ゲンさんはそこまで喋ると、うんうん、と一人満足そうに頷いた。僕はその説明に、分かったようなはぐらかされたような気持ちになったのだけれど、右手に持っていたアイスがほとんど溶けかかっていたことに気づき、慌てて残りを頬張った。

「それで、ゲンさんは今、何の仕事をしているの?」

指先についたアイスの液体をごしごしとズボンにこすり付けながら、僕は聞いた。ゲンさんは色々な仕事を転々としているらしく、だから母にはゲンさんと接することを強く咎められていたのだけれど、子供相手にもきちんと向き合って話をしてくれるゲンさんのことを、僕は好きだった。

「シューマイの上にグリーンピースを置く仕事さ」

「それって楽しいの?誰かのためになってるの?」

振り返って思えば、当時の僕はゲンさんに対して随分直裁で残酷な言葉をぶつけたものだと思う。それでもゲンさんは怒ることなく、参ったな、という風に頭をぼりぼりと掻くだけで、次の瞬間には再びにこやかに喋り始めた。

「もちろん楽しいし、誰かのためにもなるよ。俺も色々仕事をやってきたけど、今のこの仕事こそが天職だと思っているくらいさ」

「てんしょく?」

「神様が与えてくれたお仕事、ってこと」

突然ゲンさんが、脇に隠し持っていたススキで僕の頬を悪戯っぽくくすぐる。不意にやってきたその刺激にすっかり驚いてしまった僕は、思わずゲンさんの向うずねを蹴り上げてしまった。

「シューマイの上にグリーンピースを乗せるのが神様がくれた仕事だなんて、意味分かんないよ。そんなの、ありえっこないじゃん」

ゲンさんを蹴ってしまったバツの悪さから、思わず悪態を突いてしまった。けれど僕の発した言葉だってまるっきりウソというわけではなく、どちらかといえば本心に近かったように思い出す。

「そんなのって、誰にでもできる仕事だし――」

「そんなことはない」

それは、僕から反論の接ぎ穂を刈り取るくらいピシャリとした一言だった。いつになく真剣な表情を浮かべるゲンさんの顔、それを見ていると僕の口からは何の言葉も出てこなかった。

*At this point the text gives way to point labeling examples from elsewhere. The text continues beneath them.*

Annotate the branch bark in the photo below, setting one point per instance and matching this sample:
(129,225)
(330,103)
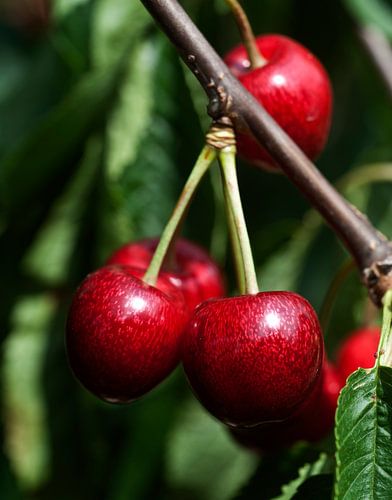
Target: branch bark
(227,97)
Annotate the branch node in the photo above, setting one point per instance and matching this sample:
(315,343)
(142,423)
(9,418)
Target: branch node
(378,279)
(221,134)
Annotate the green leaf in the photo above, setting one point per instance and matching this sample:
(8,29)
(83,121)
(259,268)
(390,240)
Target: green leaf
(116,25)
(201,454)
(62,8)
(55,241)
(26,431)
(132,114)
(141,173)
(304,473)
(319,486)
(282,270)
(29,170)
(364,436)
(376,12)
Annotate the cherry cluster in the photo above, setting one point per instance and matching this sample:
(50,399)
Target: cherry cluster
(255,361)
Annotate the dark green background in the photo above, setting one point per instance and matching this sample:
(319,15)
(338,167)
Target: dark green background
(99,127)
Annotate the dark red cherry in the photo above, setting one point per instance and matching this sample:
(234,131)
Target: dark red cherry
(358,350)
(253,358)
(295,90)
(312,421)
(192,270)
(123,336)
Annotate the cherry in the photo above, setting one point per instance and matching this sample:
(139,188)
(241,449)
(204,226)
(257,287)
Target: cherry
(312,421)
(123,336)
(358,351)
(193,270)
(253,358)
(293,87)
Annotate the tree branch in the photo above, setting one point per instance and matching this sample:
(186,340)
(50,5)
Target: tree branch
(227,97)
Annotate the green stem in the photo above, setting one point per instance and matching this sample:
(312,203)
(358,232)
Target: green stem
(247,35)
(244,260)
(235,244)
(219,236)
(203,162)
(330,297)
(384,354)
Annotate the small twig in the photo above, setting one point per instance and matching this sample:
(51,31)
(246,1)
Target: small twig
(255,57)
(380,51)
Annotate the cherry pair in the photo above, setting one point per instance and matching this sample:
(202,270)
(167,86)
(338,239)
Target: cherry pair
(249,359)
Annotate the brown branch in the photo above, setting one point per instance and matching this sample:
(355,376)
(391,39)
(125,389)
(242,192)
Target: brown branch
(370,249)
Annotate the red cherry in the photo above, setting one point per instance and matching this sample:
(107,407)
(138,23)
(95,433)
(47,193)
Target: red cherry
(123,336)
(295,90)
(312,421)
(193,270)
(358,351)
(253,358)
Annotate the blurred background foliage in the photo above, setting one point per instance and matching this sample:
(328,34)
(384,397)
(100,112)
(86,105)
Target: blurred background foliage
(99,126)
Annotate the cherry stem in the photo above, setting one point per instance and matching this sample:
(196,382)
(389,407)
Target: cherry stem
(206,157)
(330,297)
(384,354)
(235,244)
(247,35)
(242,251)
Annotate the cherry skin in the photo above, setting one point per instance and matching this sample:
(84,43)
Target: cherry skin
(253,358)
(123,336)
(312,421)
(294,89)
(358,351)
(193,271)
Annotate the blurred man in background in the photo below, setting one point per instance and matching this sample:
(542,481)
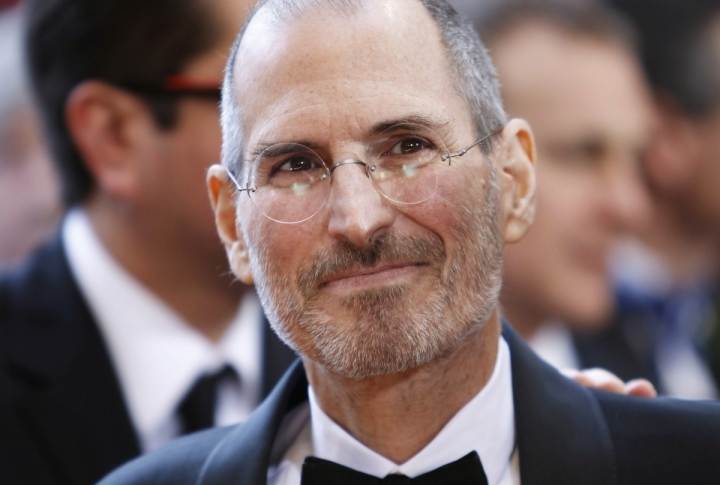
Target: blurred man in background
(667,281)
(569,68)
(29,190)
(127,329)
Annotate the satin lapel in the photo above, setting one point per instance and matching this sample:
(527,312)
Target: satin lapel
(65,390)
(562,436)
(277,358)
(242,458)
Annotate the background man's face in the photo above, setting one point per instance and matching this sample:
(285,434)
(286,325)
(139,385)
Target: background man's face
(174,175)
(325,81)
(589,111)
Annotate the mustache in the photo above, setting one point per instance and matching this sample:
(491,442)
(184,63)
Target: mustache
(386,249)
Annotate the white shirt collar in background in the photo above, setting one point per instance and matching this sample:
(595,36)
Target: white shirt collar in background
(157,355)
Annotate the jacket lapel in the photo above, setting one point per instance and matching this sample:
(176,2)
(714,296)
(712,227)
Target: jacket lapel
(562,436)
(243,456)
(65,391)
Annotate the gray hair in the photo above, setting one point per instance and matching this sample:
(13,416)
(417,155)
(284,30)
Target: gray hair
(474,74)
(14,93)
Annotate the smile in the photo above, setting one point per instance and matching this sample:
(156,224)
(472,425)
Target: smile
(365,278)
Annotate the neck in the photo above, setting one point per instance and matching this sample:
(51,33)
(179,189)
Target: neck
(193,282)
(525,320)
(398,415)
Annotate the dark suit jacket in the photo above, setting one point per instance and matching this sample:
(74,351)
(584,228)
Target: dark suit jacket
(63,418)
(566,434)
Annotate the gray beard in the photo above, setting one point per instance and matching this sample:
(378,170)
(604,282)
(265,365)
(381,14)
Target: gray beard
(381,330)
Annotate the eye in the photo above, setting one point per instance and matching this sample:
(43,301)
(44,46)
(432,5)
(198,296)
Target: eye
(409,145)
(297,163)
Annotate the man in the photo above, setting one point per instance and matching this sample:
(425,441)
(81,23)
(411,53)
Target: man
(377,180)
(568,67)
(126,330)
(29,190)
(668,312)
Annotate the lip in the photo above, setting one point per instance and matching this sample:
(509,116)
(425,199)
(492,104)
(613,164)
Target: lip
(369,277)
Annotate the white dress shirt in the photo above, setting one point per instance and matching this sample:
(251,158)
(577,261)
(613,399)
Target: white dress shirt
(156,354)
(486,424)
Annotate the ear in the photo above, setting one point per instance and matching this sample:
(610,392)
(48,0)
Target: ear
(107,124)
(669,161)
(516,169)
(222,197)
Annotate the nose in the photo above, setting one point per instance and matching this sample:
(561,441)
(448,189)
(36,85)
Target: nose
(358,213)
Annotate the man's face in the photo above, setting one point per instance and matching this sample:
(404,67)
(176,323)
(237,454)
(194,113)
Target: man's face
(590,114)
(366,286)
(173,175)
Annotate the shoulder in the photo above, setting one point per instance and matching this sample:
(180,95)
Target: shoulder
(45,274)
(179,462)
(673,440)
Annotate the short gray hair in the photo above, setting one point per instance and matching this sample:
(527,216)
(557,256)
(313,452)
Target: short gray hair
(475,76)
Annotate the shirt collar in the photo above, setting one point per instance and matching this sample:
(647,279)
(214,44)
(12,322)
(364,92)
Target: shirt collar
(486,424)
(157,355)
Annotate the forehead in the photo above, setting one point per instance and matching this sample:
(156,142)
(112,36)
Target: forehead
(334,75)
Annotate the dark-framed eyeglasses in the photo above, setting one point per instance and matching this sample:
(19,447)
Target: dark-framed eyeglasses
(290,183)
(176,85)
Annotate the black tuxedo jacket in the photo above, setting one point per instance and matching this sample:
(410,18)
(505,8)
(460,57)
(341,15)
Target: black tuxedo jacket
(566,434)
(63,418)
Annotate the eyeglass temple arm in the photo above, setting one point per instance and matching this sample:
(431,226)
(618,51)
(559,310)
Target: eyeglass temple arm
(450,156)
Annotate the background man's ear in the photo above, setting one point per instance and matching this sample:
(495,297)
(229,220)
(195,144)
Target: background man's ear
(516,167)
(108,125)
(222,198)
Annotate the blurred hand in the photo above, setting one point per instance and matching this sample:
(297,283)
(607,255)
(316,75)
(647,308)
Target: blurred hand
(606,381)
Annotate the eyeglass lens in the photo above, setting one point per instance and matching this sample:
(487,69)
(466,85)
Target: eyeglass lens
(292,183)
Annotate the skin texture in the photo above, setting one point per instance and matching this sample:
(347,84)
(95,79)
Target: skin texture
(294,85)
(587,103)
(150,207)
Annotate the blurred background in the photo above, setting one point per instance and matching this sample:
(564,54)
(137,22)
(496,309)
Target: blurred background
(29,188)
(620,268)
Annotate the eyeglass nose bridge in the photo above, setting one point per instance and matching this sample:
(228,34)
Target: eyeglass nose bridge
(353,161)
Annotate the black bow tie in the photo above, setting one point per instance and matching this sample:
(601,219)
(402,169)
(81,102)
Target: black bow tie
(466,471)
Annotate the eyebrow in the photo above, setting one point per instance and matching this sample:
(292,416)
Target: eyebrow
(432,123)
(421,120)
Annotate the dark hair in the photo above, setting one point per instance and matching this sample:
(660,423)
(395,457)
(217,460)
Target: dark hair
(677,49)
(118,41)
(582,17)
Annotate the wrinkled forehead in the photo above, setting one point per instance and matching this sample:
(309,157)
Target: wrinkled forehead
(343,69)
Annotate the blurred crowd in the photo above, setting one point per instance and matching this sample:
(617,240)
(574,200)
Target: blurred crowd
(106,135)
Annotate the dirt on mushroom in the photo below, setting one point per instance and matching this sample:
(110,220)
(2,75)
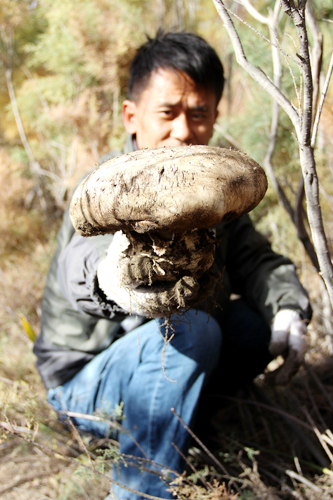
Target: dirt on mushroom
(160,204)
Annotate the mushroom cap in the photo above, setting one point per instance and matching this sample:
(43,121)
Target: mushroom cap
(171,188)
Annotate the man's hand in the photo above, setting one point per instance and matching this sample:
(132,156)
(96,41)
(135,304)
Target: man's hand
(288,339)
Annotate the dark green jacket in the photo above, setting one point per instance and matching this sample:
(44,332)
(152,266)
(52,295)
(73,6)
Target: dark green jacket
(78,321)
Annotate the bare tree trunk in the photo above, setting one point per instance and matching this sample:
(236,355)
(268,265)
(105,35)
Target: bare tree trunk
(301,119)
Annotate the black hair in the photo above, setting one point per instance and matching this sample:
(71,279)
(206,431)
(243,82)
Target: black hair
(181,51)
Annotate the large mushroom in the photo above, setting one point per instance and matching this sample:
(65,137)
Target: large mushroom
(161,204)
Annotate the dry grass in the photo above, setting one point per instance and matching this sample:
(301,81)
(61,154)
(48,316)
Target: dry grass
(269,443)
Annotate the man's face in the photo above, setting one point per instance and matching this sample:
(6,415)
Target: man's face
(171,111)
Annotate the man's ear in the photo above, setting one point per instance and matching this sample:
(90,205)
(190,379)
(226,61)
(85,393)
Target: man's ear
(129,116)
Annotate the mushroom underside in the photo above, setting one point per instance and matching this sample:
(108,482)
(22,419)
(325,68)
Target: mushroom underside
(165,273)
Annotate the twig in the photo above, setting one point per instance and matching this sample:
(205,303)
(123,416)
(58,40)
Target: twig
(258,32)
(257,74)
(318,383)
(211,456)
(321,102)
(303,480)
(24,479)
(206,485)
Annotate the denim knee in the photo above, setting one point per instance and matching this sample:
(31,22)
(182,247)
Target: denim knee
(198,336)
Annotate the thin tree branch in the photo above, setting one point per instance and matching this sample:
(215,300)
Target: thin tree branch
(321,102)
(257,74)
(258,32)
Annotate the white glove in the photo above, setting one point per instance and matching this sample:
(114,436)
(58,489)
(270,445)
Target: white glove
(288,339)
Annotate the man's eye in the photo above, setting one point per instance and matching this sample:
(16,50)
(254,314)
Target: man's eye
(198,116)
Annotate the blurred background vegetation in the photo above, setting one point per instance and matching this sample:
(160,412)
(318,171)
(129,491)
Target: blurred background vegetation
(63,75)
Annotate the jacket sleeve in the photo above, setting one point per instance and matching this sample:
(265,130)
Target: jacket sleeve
(77,276)
(266,280)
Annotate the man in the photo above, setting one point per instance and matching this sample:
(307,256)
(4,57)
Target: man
(94,358)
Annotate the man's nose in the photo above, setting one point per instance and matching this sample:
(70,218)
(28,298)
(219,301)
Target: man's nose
(181,129)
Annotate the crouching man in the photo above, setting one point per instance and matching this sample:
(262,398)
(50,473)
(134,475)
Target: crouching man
(93,358)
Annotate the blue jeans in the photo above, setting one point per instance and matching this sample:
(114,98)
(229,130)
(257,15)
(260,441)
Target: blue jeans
(130,372)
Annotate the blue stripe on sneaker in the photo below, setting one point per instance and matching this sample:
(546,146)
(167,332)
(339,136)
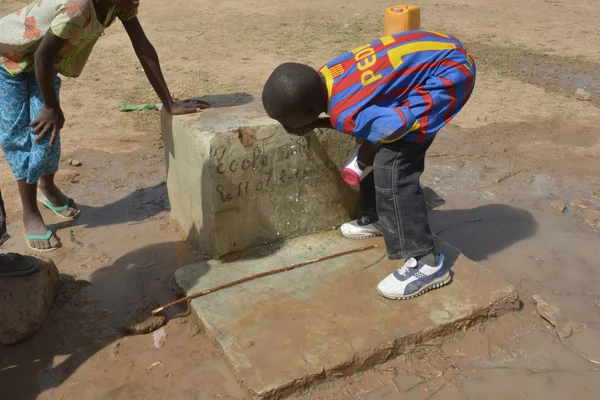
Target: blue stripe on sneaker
(417,285)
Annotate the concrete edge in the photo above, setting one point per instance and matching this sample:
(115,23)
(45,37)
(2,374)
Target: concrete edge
(367,359)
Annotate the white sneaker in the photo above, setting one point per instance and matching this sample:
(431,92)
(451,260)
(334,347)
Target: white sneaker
(414,279)
(362,228)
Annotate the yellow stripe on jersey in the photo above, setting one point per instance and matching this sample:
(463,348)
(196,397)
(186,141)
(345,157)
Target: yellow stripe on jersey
(337,70)
(415,127)
(387,40)
(326,72)
(397,53)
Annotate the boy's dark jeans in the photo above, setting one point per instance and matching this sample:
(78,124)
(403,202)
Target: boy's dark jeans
(393,194)
(3,234)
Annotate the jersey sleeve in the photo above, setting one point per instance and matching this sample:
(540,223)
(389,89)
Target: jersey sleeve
(384,125)
(127,15)
(71,18)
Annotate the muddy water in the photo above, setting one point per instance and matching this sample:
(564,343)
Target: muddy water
(121,250)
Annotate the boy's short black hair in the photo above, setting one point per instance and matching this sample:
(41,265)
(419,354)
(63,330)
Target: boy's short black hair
(292,89)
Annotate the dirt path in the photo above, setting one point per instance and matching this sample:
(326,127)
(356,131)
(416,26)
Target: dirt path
(523,141)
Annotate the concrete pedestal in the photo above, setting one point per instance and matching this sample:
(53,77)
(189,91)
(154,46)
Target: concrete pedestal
(236,178)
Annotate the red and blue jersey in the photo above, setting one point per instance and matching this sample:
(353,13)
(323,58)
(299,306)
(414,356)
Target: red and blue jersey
(405,86)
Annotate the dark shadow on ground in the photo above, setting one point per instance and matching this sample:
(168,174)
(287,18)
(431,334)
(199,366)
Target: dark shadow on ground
(480,232)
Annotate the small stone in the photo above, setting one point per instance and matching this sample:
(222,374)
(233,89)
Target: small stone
(582,95)
(25,302)
(559,206)
(592,219)
(581,204)
(142,321)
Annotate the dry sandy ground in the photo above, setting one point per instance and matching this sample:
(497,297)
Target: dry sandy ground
(523,141)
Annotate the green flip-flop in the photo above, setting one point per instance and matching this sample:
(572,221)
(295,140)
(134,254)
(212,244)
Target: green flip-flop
(57,210)
(46,237)
(126,107)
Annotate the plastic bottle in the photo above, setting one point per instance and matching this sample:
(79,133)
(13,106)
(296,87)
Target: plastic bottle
(352,174)
(401,19)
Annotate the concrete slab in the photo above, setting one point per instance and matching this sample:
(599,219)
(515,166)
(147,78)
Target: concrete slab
(300,328)
(236,179)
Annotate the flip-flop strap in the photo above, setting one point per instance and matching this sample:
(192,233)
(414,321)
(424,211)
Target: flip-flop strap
(47,236)
(61,208)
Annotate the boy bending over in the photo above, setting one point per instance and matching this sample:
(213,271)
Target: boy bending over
(395,94)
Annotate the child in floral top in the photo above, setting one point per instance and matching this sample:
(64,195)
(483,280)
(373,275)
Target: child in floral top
(38,42)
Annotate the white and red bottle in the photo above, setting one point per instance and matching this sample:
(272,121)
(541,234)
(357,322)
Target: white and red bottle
(352,174)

「グリーンピースにも、色々あるんだ。それは、俺とケイくんとが全然違う人間であるのと同じようにね。そしてそれぞれのシューマイにも、やっぱり色んな個性がある。その二つの個性をしっかりと見抜き、一番ベストな組み合わせを見つけてやること……これは僕たち職員にとっての試練でもあり、同時に誇るべき矜持でもあるんだよ」

穏やかな声色ながら、峻厳とした調子を保ちつつゲンさんは僕に説明してくれた。シューマイの、グリーンピースの、個性。そんなものがあるだなんて、これまで考えもしなかった。そして同時に、僕は何だかゲンさんから自分の無知を詰られているよう感じてしまい、心の内に恥ずかしさとも憤りともいえない不思議な感情を抱いてしまった。

「そんなもん、あるわけないじゃん!ゲンさん、バッカじゃねーの!」

もう一度、思ってもいなかった罵詈雑言が口から出てしまった。今度こそは取り返しがつかない、と思った僕は、アイスの棒を地面に叩きつけると、振り返ることもせずに家路を走った。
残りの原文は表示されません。